Q & A – INSOLVENCY, DIRECTORS DUTIES AND CONSEQUENCES OF INSOLVENT TRADING

Posted on 10th March 2017 by Christabelle Harris

What is Insolvency?

Insolvency is the point at which the organisation or individual can no longer meet its financial obligations with its lenders/creditors as their debts fall due. Common signs that your company/business may be in financial difficulty may include:

  • Continued losses
  • Poor cash flow
  • Incomplete financial records or disorganised internal accounting procedures
  • Increasing debt (liabilities becoming greater than assets)
  • Creditors unpaid outside usual terms
  • Overdraft limits reached or defaults on loans and interest payments
  • Overdue tax and superannuation liabilities

What are my duties as a Director?

Generally, as a director your fiduciary duties are to your company’s shareholders and to ensure compliance within the laws of the company operations. However, if your company is insolvent, or there is a real risk of insolvency, your duties expand to include creditors (including employees with outstanding entitlements).

In addition it is the director’s duty not to be trading whilst being insolvent. This means that before you incur a new debt, you must consider whether you have reasonable grounds to suspect that the company is insolvent or will become insolvent as a result of incurring the debt.

An understanding of the financial position of your company only at the time you sign off on the yearly financial statements is insufficient.

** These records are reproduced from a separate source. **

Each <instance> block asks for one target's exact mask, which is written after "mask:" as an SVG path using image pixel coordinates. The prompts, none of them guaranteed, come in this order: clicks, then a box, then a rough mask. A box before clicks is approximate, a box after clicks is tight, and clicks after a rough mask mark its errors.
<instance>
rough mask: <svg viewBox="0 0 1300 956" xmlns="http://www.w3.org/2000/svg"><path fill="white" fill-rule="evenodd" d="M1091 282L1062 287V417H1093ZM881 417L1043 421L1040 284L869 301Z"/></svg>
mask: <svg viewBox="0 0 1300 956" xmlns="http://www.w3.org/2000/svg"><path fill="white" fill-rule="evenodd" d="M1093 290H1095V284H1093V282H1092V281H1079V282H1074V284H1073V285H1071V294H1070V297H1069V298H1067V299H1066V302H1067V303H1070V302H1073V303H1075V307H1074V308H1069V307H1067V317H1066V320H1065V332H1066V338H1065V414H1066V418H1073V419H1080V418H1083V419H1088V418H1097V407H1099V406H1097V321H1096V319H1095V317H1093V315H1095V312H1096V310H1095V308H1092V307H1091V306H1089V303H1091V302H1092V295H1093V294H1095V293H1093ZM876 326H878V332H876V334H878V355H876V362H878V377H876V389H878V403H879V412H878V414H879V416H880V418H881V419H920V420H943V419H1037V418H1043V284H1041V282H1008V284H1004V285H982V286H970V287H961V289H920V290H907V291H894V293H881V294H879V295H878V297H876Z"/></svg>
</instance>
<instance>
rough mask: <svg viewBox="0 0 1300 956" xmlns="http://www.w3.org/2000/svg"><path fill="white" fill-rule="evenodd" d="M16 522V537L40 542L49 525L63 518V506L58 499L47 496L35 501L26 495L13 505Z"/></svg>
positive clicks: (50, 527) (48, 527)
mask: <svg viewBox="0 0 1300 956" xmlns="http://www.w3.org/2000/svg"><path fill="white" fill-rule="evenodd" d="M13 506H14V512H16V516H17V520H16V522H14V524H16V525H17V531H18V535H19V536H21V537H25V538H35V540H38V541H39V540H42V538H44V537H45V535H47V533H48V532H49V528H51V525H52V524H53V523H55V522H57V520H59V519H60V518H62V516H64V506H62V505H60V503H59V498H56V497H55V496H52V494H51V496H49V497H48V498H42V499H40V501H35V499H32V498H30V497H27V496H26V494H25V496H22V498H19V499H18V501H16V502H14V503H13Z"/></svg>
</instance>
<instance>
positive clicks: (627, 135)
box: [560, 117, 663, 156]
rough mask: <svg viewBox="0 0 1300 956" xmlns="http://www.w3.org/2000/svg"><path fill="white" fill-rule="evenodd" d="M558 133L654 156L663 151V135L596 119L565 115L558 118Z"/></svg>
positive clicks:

You need to be constantly aware of your company’s financial position.

Your company must keep adequate financial records to correctly record and explain transactions and the company’s financial position and performance. A failure of a director to take all reasonable steps to ensure a company fulfils this requirement breaches the Corporations Act.

For the purposes of an insolvent trading action against a director, a company will generally be presumed to have been insolvent from the point where it can be shown to have failed to keep adequate financial records. This highlights the importance of having accurate and timely financial records.

What are the Consequences of Insolvent Trading for Directors?

The Corporations Act does provide certain statutory defenses for directors. However, directors may find it difficult to rely upon these if they have not taken appropriate steps (as mentioned above) in order to keep themselves adequately informed about the company’s financial position.

Civil penalties

Breaching the insolvent trading provisions of the Corporations Act can result in civil penalties against directors with penalties of up to $200,000.

Compensation proceedings

Compensation proceedings for amounts lost by creditors can be initiated by ASIC, a liquidator or a creditor against a director personally. A compensation order can be made in addition to civil penalties.

Compensation payments are potentially unlimited and could potentially lead to the personal bankruptcy of directors. The personal bankruptcy of a director disqualifies that director from continuing as a director or managing a company.

Criminal charges

If dishonesty is found to be a factor in insolvent trading, a director may also be subject to criminal charges which can lead to a fine of up to $220,000 or imprisonment for up to 5 years, or both. Being found guilty of the criminal offence of insolvent trading will also lead to a director’s disqualification.

The good news is that taking steps to ensure your company remains financially sound will minimize the risk of an insolvent trading action. It may also improve your company’s performance.